The catch (...) part of your sample assumes the runtime would be able to convert the managed exception into a C++ exception that is catchable from C++. The throwing code is not C++.

@MichalStrehovsky So if I understood correctly, even in the case of Native AOT, throwing a "managed" natively compiled exception in the callback would not be able to propagate and unwind the stack in the external C++ code as in my sample, and safely be caught in the [UnmanagedCallersOnly] try-catch. It's a pity. Thanks for the mono project link!

The recommended portable solution is https://github.com/dotnet/runtime/issues/35017#issuecomment-614247258

@jkotas I had a look and I suggested an API to avoid the boilerplate code of checking and throwing exception on return from incompatible runtimes. Such API would apply to the use case of this issue as well.

jkotas commented 9 months ago

Can you provide more insights why this limitation should apply to this specific use case of NativeAOT, as in my sample?

Nothing fundamental prevents native AOT from supporting exception handling interop on Windows in the same shape as regular CoreCLR. The downside is that it would make the exception handling subsystem in native AOT more complicated.

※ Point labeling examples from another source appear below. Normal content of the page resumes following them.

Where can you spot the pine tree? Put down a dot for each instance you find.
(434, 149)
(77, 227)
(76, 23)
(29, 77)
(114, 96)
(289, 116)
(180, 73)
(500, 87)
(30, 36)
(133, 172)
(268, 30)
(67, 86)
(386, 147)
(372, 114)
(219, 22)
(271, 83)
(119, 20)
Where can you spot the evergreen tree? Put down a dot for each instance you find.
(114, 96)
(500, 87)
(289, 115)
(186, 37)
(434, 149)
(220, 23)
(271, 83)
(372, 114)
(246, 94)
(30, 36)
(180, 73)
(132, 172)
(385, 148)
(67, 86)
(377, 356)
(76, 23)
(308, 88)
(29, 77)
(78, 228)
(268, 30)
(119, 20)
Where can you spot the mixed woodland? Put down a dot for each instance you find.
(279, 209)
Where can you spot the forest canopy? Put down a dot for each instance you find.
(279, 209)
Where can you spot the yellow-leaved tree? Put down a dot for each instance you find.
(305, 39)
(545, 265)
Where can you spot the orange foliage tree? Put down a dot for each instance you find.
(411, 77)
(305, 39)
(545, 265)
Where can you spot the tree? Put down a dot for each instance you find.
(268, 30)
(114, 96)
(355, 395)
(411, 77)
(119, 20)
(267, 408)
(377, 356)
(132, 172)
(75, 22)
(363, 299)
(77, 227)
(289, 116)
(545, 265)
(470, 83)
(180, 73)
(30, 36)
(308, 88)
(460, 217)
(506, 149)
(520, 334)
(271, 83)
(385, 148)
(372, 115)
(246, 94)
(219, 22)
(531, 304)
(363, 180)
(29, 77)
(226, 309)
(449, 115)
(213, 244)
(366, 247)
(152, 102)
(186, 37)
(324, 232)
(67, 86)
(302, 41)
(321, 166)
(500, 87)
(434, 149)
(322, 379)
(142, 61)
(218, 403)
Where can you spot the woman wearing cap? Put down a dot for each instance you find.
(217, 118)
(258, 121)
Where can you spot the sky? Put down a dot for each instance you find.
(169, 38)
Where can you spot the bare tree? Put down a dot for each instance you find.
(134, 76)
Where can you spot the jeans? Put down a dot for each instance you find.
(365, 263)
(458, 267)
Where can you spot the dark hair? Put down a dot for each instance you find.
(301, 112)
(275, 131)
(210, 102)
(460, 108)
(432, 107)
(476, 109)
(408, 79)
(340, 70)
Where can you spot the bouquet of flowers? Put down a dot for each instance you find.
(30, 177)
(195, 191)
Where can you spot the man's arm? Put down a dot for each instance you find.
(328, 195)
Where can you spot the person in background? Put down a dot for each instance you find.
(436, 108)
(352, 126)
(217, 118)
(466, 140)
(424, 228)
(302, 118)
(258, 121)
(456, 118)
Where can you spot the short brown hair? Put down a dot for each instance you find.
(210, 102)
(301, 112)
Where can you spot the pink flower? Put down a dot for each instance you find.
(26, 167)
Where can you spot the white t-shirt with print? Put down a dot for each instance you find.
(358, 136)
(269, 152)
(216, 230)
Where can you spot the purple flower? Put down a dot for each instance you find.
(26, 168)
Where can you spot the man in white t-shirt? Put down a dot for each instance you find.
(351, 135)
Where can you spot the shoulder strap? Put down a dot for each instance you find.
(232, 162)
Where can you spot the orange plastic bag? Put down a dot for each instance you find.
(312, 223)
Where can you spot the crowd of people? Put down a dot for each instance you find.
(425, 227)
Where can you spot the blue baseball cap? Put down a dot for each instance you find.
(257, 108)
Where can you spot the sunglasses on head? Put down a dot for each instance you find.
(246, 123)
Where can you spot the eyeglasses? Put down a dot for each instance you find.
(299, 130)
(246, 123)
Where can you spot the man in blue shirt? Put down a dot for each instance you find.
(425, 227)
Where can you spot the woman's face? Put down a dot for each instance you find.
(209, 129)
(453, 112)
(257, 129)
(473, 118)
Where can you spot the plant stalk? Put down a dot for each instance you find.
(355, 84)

The primary use case for exception handling interop on Windows is managed C++. Even though you can use it independently, it was specifically designed to enable managed C++. Managed C++ as a whole is not supported by native AOT.

ceztko commented 9 months ago

I think this issue can be closed since I got all the clarifications I asked for (throwing from [UnmanagedFunctionPointer] delegates is unsupported in Native AOT scenarios). For improvements to LibraryImport for possible removal of boiler plate code of checking/throwing exception at the return from P/Invoke calls I guess the conversation can be continued in the other issue.